2019-08-14 16:56:47

by Rich Felker

[permalink] [raw]
Subject: Re: [PATCH v3 1/1] waitid: Add support for waiting for the current process group

On Wed, Aug 14, 2019 at 06:34:44PM +0200, Christian Brauner wrote:
> On Wed, Aug 14, 2019 at 06:15:17PM +0200, Christian Brauner wrote:
> > On Wed, Aug 14, 2019 at 06:09:17PM +0200, Oleg Nesterov wrote:
> > > On 08/14, Christian Brauner wrote:
> > > >
> > > > and a signal could come in between the system call that
> > > > retrieved the process gorup and the call to waitid that changes the
> > > ^^^^^
> > > > current process group.
> > >
> > > I noticed this typo only because I spent 2 minutes or more trying to
> > > understand this sentence ;) But yes, a signal handler or another thread
> >
> > I'll try to rewrite it. :)
>
> Ok, here's what I changed it to:
>
> It was recently discovered that the linux version of waitid is not a
> superset of the other wait functions because it does not include
> support for waiting for the current process group. This has two
> downsides:
> 1. An extra system call is needed to get the current process group.
> 2. After the current process group is received and before it is passed
> to waitid a signal could arrive causing the current process group to change.

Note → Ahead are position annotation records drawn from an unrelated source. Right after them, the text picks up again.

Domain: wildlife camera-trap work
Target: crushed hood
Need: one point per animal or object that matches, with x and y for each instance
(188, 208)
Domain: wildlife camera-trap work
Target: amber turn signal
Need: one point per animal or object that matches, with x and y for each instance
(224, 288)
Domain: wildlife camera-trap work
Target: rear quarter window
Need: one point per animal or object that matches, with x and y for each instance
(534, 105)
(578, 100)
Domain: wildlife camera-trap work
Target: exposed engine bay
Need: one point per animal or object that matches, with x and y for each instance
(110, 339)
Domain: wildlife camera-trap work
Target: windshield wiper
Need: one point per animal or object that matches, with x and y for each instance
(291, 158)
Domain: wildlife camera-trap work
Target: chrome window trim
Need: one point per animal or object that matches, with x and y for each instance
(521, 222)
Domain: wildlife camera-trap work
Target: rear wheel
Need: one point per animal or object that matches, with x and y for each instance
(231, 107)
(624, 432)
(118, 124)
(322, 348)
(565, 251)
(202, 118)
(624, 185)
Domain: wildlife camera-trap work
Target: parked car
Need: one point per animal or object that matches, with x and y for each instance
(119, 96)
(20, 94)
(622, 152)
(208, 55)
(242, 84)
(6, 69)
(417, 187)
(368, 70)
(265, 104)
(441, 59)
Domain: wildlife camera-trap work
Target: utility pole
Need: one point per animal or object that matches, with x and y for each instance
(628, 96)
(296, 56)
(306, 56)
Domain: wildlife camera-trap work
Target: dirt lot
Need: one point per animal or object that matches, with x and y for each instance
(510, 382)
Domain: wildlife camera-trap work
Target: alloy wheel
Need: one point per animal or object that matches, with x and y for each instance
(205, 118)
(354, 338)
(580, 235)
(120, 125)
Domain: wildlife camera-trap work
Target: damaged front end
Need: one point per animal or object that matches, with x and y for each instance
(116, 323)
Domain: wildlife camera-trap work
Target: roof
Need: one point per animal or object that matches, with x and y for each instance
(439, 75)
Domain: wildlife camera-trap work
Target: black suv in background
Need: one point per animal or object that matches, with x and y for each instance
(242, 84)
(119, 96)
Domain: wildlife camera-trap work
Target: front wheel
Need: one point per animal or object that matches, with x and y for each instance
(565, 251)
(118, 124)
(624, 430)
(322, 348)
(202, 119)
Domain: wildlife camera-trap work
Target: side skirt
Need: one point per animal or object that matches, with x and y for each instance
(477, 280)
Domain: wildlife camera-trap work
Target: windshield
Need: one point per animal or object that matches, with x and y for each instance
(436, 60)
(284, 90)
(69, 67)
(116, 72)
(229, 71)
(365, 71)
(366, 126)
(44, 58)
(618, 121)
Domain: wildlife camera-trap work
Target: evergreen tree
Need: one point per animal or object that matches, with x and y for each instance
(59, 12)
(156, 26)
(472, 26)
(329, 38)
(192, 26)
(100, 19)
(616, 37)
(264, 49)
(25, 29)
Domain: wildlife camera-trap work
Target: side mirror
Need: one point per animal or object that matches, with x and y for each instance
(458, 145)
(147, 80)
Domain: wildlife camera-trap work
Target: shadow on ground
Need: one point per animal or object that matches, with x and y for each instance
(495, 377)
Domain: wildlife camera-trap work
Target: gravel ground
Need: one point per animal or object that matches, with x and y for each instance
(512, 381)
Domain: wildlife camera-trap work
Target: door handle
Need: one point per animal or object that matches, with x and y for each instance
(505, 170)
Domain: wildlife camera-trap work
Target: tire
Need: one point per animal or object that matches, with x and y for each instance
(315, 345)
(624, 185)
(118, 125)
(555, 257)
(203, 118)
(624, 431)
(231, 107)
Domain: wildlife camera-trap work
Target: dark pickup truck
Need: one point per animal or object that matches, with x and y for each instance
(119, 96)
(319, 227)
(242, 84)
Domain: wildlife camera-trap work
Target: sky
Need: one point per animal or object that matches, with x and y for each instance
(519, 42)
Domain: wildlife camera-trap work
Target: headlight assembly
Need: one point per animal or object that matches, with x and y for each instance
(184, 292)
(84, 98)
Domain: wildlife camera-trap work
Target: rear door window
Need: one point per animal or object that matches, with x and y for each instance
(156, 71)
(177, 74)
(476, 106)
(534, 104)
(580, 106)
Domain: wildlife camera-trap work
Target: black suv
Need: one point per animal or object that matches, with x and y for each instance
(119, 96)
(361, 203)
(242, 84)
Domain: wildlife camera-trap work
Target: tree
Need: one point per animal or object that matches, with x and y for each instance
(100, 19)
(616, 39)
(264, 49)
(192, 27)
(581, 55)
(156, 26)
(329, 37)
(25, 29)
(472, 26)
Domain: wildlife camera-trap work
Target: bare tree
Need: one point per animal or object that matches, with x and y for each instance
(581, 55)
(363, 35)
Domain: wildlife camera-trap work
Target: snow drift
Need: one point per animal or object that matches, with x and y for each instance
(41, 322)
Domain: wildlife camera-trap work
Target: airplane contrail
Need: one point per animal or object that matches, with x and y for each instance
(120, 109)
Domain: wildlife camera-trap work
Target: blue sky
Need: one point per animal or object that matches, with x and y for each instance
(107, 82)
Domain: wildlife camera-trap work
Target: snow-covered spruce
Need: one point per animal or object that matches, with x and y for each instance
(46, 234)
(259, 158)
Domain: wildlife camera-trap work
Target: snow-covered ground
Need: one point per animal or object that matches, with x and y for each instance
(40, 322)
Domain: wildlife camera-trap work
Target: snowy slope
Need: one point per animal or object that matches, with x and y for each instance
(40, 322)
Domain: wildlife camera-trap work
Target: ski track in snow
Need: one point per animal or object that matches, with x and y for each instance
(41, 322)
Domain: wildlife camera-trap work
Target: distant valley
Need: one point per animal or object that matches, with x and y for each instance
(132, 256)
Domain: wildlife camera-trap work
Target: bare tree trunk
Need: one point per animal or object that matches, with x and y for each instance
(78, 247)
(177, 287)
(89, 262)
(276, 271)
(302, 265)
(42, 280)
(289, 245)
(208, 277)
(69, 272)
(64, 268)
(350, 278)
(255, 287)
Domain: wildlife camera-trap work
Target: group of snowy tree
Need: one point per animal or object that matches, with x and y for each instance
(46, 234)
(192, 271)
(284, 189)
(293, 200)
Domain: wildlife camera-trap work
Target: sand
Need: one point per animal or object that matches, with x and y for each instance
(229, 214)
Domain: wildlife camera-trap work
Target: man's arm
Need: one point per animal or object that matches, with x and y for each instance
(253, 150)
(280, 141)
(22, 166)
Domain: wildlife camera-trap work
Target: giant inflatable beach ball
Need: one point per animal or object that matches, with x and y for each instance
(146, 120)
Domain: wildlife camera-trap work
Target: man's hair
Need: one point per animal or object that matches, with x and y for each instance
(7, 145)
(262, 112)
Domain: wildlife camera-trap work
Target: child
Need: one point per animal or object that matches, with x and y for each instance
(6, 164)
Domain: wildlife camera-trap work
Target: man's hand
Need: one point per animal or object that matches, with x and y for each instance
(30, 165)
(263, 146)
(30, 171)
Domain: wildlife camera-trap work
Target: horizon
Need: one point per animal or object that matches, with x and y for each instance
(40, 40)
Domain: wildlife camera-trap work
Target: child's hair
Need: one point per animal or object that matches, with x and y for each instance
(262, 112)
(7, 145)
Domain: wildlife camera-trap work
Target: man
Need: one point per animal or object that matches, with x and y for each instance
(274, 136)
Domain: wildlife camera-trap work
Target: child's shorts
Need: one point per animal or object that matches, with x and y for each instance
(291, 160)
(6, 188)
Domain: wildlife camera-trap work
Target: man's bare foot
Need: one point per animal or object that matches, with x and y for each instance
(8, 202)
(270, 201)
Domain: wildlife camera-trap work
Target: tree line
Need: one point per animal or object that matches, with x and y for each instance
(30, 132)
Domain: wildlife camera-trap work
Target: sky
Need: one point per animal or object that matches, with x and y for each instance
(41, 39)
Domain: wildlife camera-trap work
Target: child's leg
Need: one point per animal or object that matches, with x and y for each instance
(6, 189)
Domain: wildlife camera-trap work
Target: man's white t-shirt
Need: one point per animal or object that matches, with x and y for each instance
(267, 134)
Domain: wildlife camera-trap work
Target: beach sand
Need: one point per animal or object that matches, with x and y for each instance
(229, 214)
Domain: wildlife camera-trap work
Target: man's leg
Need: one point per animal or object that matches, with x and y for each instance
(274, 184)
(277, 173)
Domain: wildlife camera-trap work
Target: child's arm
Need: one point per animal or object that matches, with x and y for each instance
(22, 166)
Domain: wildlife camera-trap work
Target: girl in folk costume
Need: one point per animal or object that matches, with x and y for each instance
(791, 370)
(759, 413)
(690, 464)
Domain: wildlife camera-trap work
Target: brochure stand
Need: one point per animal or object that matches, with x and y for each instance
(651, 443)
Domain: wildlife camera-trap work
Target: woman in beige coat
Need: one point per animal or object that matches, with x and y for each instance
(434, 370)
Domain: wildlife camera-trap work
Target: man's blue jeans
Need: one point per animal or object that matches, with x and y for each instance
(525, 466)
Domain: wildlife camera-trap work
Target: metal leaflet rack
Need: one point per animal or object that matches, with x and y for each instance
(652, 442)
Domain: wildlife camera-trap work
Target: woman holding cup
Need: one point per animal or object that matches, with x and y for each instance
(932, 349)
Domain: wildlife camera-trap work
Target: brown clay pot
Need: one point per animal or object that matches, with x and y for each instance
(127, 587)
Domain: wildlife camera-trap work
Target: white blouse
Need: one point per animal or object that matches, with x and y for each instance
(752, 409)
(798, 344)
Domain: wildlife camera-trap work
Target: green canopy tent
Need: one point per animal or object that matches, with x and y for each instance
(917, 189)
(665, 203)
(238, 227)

I don't think "downsides" sufficiently conveys that this is hard
breakage of a requirement for waitpid. How about something like the
following?

"It was recently discovered that the linux version of waitid is not a
superset of the other wait functions because it does not include
support for waiting for the current process group. Userspace cannot
simply emulate this functionality with an additional getpgid syscall
due to inherent race conditions that violate the async-signal safety
requirements for waitpid."

Rich


2019-08-14 17:08:39

by Linus Torvalds

[permalink] [raw]
Subject: Re: [PATCH v3 1/1] waitid: Add support for waiting for the current process group

On Wed, Aug 14, 2019 at 9:55 AM Rich Felker <[email protected]> wrote:
>
> I don't think "downsides" sufficiently conveys that this is hard
> breakage of a requirement for waitpid.

Well, let's be honest here. Who has _ever_ seen a signal handler
changing the current process group?

In fact, the SYSV version of setpgid() takes a process ID to set it
*for somebody else*, so the signal safety is not even necessarily
relevant, since it might be racing with _another_ thread doing it
(which even the kernel side won't fix - it's just user space doing odd
things).

So yes - it's technically true that it's impossible to emulate
properly in user space.

But I doubt it makes _any_ difference what-so-ever, and glibc might as
well do something like

ret = waitid(P_PGID, 0, ..);
if (ret == -EINVAL) { do the emulation }

which makes it work with older kernels, and has zero downside in practice.

Hmm?

Linus

2019-08-14 18:01:44

by Rich Felker

[permalink] [raw]
Subject: Re: [PATCH v3 1/1] waitid: Add support for waiting for the current process group

On Wed, Aug 14, 2019 at 10:06:19AM -0700, Linus Torvalds wrote:
> On Wed, Aug 14, 2019 at 9:55 AM Rich Felker <[email protected]> wrote:
> >
> > I don't think "downsides" sufficiently conveys that this is hard
> > breakage of a requirement for waitpid.
>
> Well, let's be honest here. Who has _ever_ seen a signal handler
> changing the current process group?
>
> In fact, the SYSV version of setpgid() takes a process ID to set it
> *for somebody else*, so the signal safety is not even necessarily
> relevant, since it might be racing with _another_ thread doing it
> (which even the kernel side won't fix - it's just user space doing odd
> things).

For that case, the operations are inherently unordered with respect to
each other, and assuming the interpretation that waitpid is allowed to
wait on "the pgid at the time of the call" rather than at the time of
child exit/status-change -- which was discussed thoroughly in the
thread leading up to this patch -- there is no conformance
distinction.

On the other hand, with changing your own pgid from a signal handler,
there is a clear observable ordering between the events. For example,
if the signal handler changes the pgid and forks a child with the new
pgid, waitpid for "own pgid" can be assumed to include the new child
in its wait set.

I agree this is not common usage, so impact of breakage is probably
low, but I'd rather not have wrong/racy hacks be something we're
committed to supporting indefinitely on the userspace side.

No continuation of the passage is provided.